By Ohio Water Resources Center

Student Ellen Comes uses a McNeil sampler on the Olentangy River to characterize riverbed sediment.
Figure 1. Ohio State University student Ellen Comes uses a McNeil sampler on the Olentangy River to characterize riverbed sediment. Photo courtesy of Ohio Water Resources Center.

Dr. Kristin Jaeger, Assistant Professor, and Dr. Mažeika Sullivan, Associate Professor, both in the School of Environment and Natural Resources at the Ohio State University are working on an Ohio Water Resources Center funded project via a USGS 104(b) award.

Their project, entitled “Linked geomorphic and ecological responses to river restoration: Influence of dam removal on river channel structure and fish assemblages,” aims to investigate linked short-term response of the Olentangy River following the removal of low-head dam, with a focus on fish community assemblages in both actively and passively restored river reaches. Recreational fishing is a major revenue generator within the state. Therefore, how fish assemblages respond to dam removal reflects a critical knowledge gap in the burgeoning dam removal and river restoration research.

Dr. Sullivan’s ongoing work in the Olentangy River system over the last four years serves as a rare baseline ecological data set that both researchers can build on to quantitatively evaluate river channel geomorphic change (the physical shape of the river) and changes in the ecological fish community as a consequence of the removal of the 5th Avenue Dam on the Olentangy River (Figure 1, above).

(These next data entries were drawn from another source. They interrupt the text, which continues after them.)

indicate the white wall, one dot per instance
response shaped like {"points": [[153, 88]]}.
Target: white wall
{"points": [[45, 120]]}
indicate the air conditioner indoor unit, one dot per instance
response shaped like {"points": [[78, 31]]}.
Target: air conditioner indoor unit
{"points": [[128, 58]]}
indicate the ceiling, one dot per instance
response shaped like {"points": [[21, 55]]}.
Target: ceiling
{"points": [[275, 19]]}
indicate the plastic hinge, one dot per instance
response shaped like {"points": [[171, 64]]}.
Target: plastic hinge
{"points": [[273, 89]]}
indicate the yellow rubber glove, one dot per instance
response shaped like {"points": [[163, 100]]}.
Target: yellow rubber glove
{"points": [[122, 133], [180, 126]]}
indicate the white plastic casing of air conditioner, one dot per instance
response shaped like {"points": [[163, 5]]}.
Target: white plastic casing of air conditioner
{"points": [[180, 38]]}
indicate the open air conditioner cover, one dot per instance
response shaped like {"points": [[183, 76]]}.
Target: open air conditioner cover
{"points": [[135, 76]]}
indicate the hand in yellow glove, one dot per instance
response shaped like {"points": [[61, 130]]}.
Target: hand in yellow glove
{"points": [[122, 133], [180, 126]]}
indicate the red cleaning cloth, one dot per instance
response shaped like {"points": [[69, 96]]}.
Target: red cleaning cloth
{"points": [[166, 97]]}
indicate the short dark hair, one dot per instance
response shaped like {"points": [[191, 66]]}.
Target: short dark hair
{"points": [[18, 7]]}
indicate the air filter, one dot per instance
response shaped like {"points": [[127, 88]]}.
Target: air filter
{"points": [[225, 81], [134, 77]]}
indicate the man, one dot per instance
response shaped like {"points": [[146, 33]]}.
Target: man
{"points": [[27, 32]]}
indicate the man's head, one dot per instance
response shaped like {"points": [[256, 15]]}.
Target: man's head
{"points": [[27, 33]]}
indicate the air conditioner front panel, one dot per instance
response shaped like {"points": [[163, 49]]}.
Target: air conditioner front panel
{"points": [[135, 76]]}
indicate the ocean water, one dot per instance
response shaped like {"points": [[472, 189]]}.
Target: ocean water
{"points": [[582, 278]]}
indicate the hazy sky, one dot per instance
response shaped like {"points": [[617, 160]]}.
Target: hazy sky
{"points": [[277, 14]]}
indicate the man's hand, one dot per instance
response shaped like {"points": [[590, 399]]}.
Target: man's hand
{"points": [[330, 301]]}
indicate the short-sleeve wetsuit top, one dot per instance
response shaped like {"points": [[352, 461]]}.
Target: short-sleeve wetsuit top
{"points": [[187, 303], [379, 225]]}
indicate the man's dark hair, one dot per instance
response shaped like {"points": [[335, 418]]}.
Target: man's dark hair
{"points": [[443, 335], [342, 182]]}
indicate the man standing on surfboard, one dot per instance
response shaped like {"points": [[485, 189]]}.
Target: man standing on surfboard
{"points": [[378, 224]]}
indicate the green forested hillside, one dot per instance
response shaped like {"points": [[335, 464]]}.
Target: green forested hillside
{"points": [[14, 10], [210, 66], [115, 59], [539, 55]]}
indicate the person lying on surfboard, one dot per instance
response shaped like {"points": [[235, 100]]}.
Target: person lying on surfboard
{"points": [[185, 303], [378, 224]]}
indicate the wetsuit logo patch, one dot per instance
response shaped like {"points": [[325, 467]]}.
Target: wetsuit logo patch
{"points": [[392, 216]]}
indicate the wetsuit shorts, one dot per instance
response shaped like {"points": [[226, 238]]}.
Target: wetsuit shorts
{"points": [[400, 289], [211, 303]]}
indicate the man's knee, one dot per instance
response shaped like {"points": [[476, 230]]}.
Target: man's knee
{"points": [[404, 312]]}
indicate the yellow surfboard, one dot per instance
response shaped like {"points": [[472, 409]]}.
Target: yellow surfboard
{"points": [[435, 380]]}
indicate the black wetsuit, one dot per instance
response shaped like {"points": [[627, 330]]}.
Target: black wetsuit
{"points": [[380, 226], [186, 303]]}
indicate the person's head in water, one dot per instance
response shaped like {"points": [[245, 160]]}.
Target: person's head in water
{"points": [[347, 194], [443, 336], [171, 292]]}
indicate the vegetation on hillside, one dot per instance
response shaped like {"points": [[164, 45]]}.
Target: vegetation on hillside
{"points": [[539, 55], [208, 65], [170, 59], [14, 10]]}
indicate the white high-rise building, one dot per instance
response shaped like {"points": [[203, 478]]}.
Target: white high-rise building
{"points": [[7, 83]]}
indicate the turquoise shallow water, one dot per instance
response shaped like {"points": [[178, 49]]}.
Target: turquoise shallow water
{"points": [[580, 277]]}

In the short term, geomorphic response upstream of the dam following its removal included decreased cross-sectional area in the former impoundment, increased and more varied streamflow velocity and channel incision into the reservoir sediment, which has generally flushed finer sediments from the previously impounded, unrestored portion of the river and resulted in coarsening of riverbed sediments at this reach. These geomorphic changes translate to habitat changes for fish. Upstream of the removed dam (at the actively restored reach), fish assemblage composition shifted significantly and was accompanied by a significant decrease in species richness and diversity. These changes represented changes in the relative abundance of taxa. Between year 1 and year 2 post-dam removal, diversity increased significantly at the upstream restored and downstream reaches (Figure 2).

Figure 2. Fish assemblage (a) species richness and (b) diversity (H’) in years 1 & 2 following dam removal of the Olentangy River study reaches. OR1 is the upstream of an existing dam control reach; OR2 is the upstream of the removed dam, unmanipulated experimental reach; OR3 is the upstream of the removed dam, restored experimental reach; and OR 4 is the downstream of the removed dam experimental reach. Significant differences based on t-tests are indicated by different letters (p < 0.05). Error bars represent +1 SE from the mean. From Dorobek, Sullivan, and Kautza (In press).